I’ve got a bit of a challenge tonight – but I’m not worried.

A school friend is having drinks in an inner-city pub for her 40th birthday (holy crap – that still sounds weird).

I only see this gang every 3 years or so. We grew up in a regional country town together and when we’re on-mass we’re a bit rowdy and ‘rough around the edges’. I’m fond of them – and it’s pretty unconditional. However, my partner will not be coming  because he would rather shove hot pins in his eyes. I quite like that ‘cos then I can catch up without having to babysit him.

A couple of other school friends have already checked whether I’m going and made obligatory comments about how’re they’re going to have ‘a bloody massive night – YEAHHHH!’.

Hi guys – Surprise! I’m having Coke Zero tonight.

Coke Zero?


What’s in it?

Ummm ice and a lemon wedge.

<<insert a gasp, stunned disbelief and fainting>>

I guess this is what the first few years of sobriety are like – connecting with people from different parts of your life and renegotiating old dynamics.

This lot will be fine (in time). Like I said – there’s a good level of unconditional respect.
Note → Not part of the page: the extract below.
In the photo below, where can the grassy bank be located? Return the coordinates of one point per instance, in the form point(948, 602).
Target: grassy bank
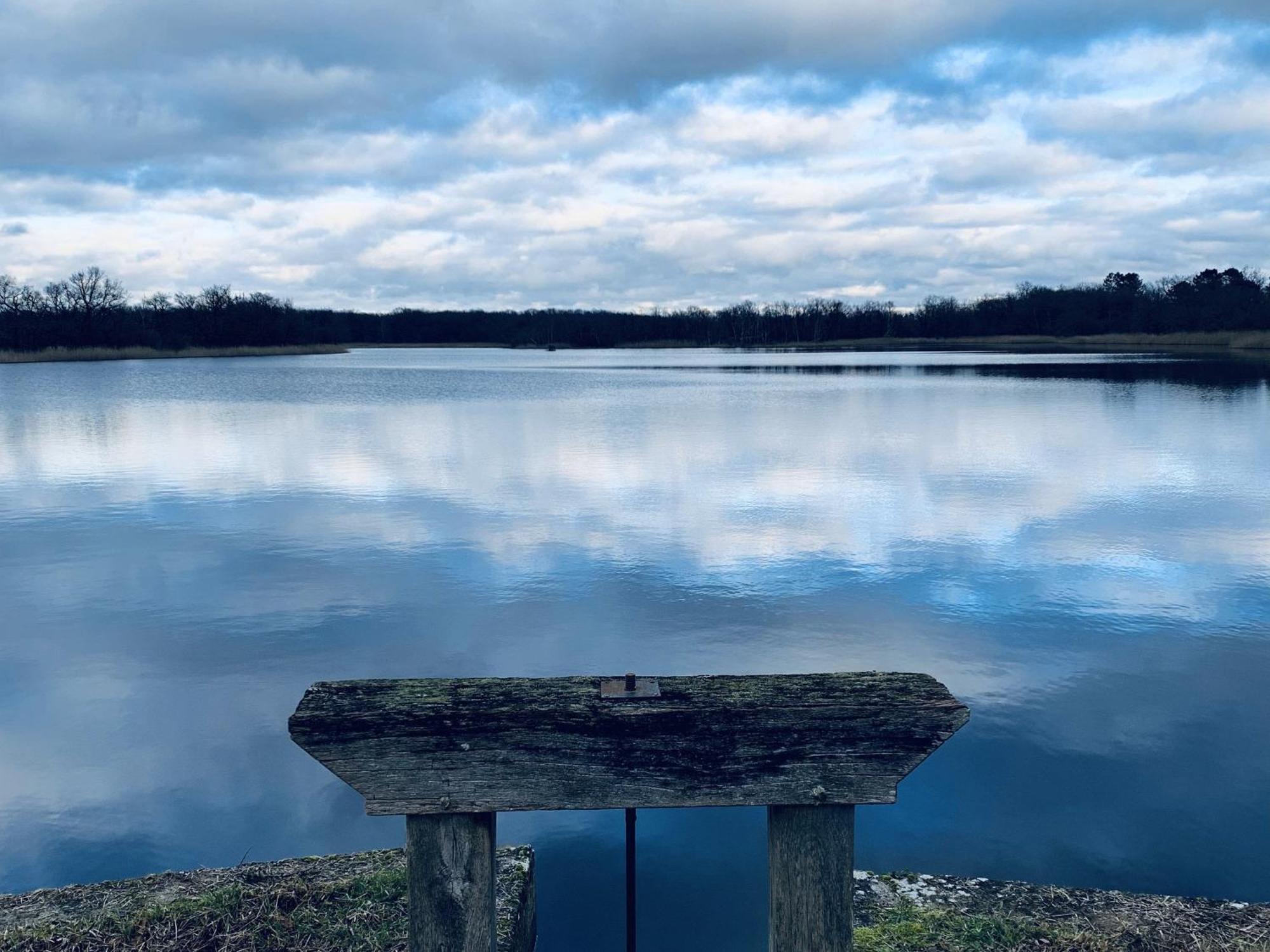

They’ll think it’s a bit weird, ask a few questions, be temporarily uncertain about how to behave around me – and then get over it. They’ve stuck with me through my Coming Out years, experimental drug use years, the vegetarian years, the crazy coloured hair years, the angry political years, the house renovation years…  I reckon they’ll survive the no-drinking, exercise, healthy eating years.

And besides… they won’t admit it but they’ve mellowed too! Most of the talk about a ‘big night’ is just hot air and bluster – they’ll probably have a few drinks and drive home so they can drop their kids off at soccer practice in the morning.